Met-145 is a key residue in the dark adaptation of bacteriorhodopsin homologs.

作者信息

Ihara K, Amemiya T, Miyashita Y, Mukohata Y

机构信息

Department of Biology, School of Science, Nagoya University, Japan.

出版信息

Biophys J. 1994 Sep;67(3):1187-91. doi: 10.1016/S0006-3495(94)80587-9.

DOI:10.1016/S0006-3495(94)80587-9

PMID:7811932

原文链接:https://pmc.ncbi.nlm.nih.gov/articles/PMC1225474/

Abstract

Composition of retinal isomers in three proton pumps (bacteriorhodopsin, archaerhodopsin-1, and archaerhodopsin-2) was determined by high performance liquid chromatography in their light-adapted and dark-adapted states. In the light-adapted state, more than 95% of the retinal in all three proton pumps were in the all-trans configuration. In the dark-adapted state, there were only two retinal isomers, all-trans and 13-cis, in the ratio of all-trans: 13-cis = 1:2 for bacteriorhodopsin, 1:1 for archaerhodopsin-1, and 3:1 for archaerhodopsin-2. The difference in the final isomer ratios in the dark-adapted bacteriorhodopsin and archaerhodopsin-2 was ascribed to the methionine-145 in bacteriorhodopsin. This is the only amino acid in the retinal pocket that is substituted by phenylalanine in archaerhodopsin-2. The bacteriorhodopsin point-mutated at this position to phenylalanine dramatically altered the final isomer ratio from 1:2 to 3:1 in the dark-adapted state. This point mutation also caused a 10 nm blue-shift of the adsorption spectrum, which is similar to the shift of archaerhodopsin-2 relative to the spectra of bacteriorhodopsin and archaerhodopsin-1.

摘要

通过高效液相色谱法测定了三种质子泵（细菌视紫红质、古紫质-1和古紫质-2）在光适应和暗适应状态下视网膜异构体的组成。
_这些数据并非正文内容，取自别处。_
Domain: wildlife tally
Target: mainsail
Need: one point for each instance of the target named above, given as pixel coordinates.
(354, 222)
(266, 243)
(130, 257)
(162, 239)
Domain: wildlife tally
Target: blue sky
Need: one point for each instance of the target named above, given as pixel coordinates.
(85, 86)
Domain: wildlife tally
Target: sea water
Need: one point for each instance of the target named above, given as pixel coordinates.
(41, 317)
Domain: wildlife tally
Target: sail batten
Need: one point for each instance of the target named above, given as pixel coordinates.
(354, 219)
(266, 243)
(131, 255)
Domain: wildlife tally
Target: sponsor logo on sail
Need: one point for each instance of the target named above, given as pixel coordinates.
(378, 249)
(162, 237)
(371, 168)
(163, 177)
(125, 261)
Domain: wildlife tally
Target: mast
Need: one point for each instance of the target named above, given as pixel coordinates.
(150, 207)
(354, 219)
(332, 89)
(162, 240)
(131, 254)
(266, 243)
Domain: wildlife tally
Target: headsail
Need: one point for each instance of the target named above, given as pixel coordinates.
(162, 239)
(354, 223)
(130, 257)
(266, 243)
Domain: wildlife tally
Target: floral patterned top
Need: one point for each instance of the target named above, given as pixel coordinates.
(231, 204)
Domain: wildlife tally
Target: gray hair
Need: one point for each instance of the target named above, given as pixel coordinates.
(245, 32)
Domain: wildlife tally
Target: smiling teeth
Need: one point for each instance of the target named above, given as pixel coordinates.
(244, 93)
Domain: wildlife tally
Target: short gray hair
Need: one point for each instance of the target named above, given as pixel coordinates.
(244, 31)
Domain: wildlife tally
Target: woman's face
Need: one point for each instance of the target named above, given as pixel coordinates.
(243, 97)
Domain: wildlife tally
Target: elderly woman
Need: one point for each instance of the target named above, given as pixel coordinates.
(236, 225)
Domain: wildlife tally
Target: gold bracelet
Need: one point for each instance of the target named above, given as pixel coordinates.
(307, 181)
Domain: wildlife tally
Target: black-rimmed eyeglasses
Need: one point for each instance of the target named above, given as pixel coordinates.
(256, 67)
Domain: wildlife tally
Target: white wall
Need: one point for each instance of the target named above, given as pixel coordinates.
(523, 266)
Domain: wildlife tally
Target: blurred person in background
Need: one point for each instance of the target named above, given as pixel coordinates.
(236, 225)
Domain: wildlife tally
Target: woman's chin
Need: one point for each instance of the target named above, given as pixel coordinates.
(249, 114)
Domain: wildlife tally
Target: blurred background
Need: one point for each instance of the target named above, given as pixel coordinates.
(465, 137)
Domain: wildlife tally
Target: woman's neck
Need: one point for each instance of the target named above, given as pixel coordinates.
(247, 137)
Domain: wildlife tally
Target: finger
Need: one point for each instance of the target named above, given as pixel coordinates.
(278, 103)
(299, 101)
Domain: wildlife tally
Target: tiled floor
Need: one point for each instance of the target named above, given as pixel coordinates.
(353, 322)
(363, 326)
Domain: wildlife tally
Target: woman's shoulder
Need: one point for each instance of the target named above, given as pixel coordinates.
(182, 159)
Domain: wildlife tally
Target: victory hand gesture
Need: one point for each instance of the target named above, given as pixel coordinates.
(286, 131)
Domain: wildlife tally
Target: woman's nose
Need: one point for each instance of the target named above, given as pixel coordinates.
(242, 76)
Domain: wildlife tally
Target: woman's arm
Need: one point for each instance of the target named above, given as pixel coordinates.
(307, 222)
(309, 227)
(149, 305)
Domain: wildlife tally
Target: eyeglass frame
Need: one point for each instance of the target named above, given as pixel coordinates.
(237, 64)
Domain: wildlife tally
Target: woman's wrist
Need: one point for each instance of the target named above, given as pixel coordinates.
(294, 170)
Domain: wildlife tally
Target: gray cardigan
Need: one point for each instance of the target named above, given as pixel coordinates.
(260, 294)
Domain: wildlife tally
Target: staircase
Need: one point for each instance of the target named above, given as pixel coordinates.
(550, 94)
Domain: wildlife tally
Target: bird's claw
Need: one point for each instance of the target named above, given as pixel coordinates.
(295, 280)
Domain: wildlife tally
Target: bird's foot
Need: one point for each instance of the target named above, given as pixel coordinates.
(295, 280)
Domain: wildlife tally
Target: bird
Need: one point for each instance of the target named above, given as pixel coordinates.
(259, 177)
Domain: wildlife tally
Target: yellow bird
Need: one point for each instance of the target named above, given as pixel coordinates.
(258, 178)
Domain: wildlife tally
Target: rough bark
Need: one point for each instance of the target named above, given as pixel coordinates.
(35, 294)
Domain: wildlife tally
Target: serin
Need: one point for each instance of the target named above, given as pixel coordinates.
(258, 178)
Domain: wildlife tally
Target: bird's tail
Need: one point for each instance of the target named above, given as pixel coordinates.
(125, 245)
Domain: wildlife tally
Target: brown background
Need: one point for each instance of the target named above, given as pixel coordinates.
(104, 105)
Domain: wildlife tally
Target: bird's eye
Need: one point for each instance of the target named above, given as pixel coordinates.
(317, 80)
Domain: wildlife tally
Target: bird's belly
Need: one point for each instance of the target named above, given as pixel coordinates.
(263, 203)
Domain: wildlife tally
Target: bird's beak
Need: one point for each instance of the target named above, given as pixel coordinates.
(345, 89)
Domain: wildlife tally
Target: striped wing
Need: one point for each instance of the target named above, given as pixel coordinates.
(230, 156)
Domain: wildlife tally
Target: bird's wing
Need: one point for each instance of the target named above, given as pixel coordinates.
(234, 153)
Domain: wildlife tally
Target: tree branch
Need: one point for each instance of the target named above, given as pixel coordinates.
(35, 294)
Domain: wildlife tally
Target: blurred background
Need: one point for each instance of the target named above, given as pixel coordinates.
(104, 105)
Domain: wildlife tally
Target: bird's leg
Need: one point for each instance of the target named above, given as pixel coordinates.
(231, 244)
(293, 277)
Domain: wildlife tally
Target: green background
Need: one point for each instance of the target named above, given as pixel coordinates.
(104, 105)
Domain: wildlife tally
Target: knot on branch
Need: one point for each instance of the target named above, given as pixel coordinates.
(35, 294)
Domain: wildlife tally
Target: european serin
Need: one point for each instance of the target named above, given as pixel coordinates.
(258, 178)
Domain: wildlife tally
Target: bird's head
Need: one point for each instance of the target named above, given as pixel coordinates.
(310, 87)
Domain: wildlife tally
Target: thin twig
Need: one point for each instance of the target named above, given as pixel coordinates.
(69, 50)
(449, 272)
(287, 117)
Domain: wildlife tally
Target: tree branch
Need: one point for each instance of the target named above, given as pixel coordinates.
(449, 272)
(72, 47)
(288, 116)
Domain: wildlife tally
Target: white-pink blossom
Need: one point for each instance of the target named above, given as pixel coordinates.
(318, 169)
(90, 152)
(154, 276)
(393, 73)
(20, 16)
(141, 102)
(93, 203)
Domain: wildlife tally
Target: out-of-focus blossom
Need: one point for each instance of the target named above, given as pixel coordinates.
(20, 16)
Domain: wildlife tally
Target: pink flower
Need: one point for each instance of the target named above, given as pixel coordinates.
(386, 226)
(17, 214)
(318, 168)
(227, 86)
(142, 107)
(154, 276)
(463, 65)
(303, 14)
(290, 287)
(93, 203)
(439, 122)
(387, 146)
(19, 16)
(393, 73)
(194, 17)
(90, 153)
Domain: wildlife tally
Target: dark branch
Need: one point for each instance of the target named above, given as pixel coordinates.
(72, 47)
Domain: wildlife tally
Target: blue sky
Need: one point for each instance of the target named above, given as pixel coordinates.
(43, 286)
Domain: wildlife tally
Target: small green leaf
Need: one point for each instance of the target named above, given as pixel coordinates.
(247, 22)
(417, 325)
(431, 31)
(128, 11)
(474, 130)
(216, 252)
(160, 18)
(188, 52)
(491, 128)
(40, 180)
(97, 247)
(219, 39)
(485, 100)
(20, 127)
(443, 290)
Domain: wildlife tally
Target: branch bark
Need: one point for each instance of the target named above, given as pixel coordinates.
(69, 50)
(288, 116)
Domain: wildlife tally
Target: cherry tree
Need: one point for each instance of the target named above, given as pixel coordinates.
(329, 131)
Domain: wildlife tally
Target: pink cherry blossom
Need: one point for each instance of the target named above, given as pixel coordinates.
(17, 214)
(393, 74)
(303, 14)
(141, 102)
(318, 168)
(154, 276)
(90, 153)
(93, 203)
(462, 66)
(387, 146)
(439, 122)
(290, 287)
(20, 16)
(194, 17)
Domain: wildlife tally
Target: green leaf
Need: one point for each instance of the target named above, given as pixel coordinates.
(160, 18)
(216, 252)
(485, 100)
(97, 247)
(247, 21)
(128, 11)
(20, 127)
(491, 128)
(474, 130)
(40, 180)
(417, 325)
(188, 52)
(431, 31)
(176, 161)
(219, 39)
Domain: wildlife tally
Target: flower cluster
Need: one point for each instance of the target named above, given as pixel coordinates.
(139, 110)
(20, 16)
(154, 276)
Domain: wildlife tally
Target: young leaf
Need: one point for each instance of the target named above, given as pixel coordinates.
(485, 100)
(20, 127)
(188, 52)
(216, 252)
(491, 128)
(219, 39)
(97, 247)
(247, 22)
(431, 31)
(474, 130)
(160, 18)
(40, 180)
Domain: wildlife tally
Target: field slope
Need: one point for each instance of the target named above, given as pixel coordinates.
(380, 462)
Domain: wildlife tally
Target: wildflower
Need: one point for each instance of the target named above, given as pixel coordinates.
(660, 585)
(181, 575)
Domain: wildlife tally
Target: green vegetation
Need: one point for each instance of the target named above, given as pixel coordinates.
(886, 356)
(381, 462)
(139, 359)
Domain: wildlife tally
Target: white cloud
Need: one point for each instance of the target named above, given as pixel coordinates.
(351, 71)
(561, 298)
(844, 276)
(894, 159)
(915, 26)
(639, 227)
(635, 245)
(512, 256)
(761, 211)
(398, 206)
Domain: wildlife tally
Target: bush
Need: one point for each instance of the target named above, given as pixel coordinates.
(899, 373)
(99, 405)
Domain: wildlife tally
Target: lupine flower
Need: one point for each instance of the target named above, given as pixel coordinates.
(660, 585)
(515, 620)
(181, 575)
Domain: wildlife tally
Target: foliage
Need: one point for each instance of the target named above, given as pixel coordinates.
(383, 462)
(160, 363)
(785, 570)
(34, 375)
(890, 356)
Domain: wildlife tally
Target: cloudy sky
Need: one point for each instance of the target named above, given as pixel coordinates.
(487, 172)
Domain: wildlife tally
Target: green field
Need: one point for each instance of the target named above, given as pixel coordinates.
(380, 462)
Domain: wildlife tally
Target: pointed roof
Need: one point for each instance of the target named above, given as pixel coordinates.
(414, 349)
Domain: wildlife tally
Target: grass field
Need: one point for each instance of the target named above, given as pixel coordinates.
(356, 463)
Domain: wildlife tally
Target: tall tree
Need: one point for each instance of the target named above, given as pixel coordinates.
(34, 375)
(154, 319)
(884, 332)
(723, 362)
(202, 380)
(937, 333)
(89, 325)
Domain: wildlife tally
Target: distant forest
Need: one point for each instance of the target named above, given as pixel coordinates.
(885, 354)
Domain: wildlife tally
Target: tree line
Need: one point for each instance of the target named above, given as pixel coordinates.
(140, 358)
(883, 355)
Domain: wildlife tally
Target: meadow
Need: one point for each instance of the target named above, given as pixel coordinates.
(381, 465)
在光适应状态下，所有三种质子泵中超过95%的视网膜处于全反式构型。在暗适应状态下，只有两种视网膜异构体，全反式和13-顺式，细菌视紫红质中全反式与13-顺式的比例为1:2，古紫质-1为1:1，古紫质-2为3:1。暗适应的细菌视紫红质和古紫质-2最终异构体比例的差异归因于细菌视紫红质中的甲硫氨酸-145。这是视网膜口袋中唯一在古紫质-2中被苯丙氨酸取代的氨基酸。在该位置点突变为苯丙氨酸的细菌视紫红质在暗适应状态下显著改变了最终异构体比例，从1:2变为3:1。这种点突变还导致吸收光谱发生10纳米的蓝移，这与古紫质-2相对于细菌视紫红质和古紫质-1光谱的蓝移相似。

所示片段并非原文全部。